25 Haziran 2015
Suriye’deki savaştan kaçarak Türkiye’ye gelen Claudia Brounsuzian, tüm ayrımcılık ve tacizlere rağmen yaşam mücadelesini sürdürüyor. Ermeni ve kadın olduğu için birçok zorluk yaşayan Brounsuzian, bir mülteci derneğinde başkan yardımcılığı yapıyor
İZMİR / JINHA- Suriye’den Türkiye’ye göç eden Brounsuzian, tüm ayrımcılık ve tacizlere rağmen yaşam mücadelesini sürdürüyor. Ermeni, kadın, mülteci olmanın zorluklarını yaşayan Broun-suzian, şimdilerde bir mülteci derneğinde başkan yardımcılığı yapıyor
Suriye’deki savaşta babasını ve ağabeyini kaybeden Claudia Brounsuzian Türkiye’ye göç eden binlerce kadından biri. İzmir’de Suriyeli Mülteciler Derneği’nin ilk Suriyeli Ermeni ve kadın dernek başkan yardımcılığını yapan 21 yaşındaki Brounsuzian, mülteci ve kadın olmanın, zorluklarını anlattı.
Başka çare yoktu!
2012 yılının eylül ayında bir gece ağabeyi ve babasının katledildiğini anlatan Brounsuzian, başka çaresi kalmadığı için Türkiye’ye göç etmek zorunda kaldığını söyledi.

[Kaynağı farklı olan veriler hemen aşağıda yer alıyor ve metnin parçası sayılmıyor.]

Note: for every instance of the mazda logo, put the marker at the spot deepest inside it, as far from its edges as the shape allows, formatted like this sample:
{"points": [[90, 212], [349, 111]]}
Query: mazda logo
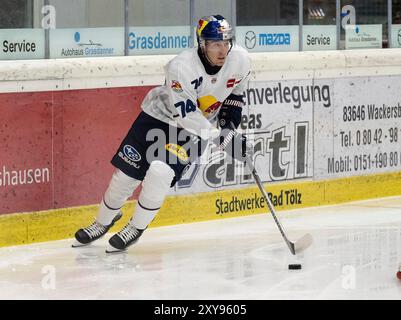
{"points": [[250, 39]]}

Mersin’deki arkadaşının daveti üzerine Türkiye’ye geldiğini ifade eden Brounsuzian, “Türkiye’ye kaçarcasına geldik. Yolda kara çarşaf giymek zorunda kaldım ve Hristiyan olduğumuzu gizledik. Annem evimizden ayrılırken son kez dönüp evimize baktı. Bu çok ağırdı bizim için. Tek isteğimiz savaşın bitmesi ve geri dönmek” diye konuştu.
Tacizlere maruz kaldım
Mersin’in Taşucu ilçesinde 5 ay annesiyle kalan Brounsuzian, ilk ayrımcılık ve tacizi burada yaşadığını anlattı. 3 ay süren depresyon ve savaş korkusunun ardından emlakçıda iş bulduğunu ve orada emek sömürüsünden tacize kadar insanlık dışı birçok duruma maruz kaldığını belirten Brounsuzian, “Çalıştığım emlakçıda ayda sadece 400 lira verip köle gibi çalıştırıldılar. Bir gün ofisi temizlerken bir adam zorla içeriye girmeye çalıştı ve ben direndiğim için başarılı olamadı. İşveren kadın bunun üzerine yanıma geldi ve beni azarlamaya başladı. Meğer o adamı kendisi göndermiş” dedi.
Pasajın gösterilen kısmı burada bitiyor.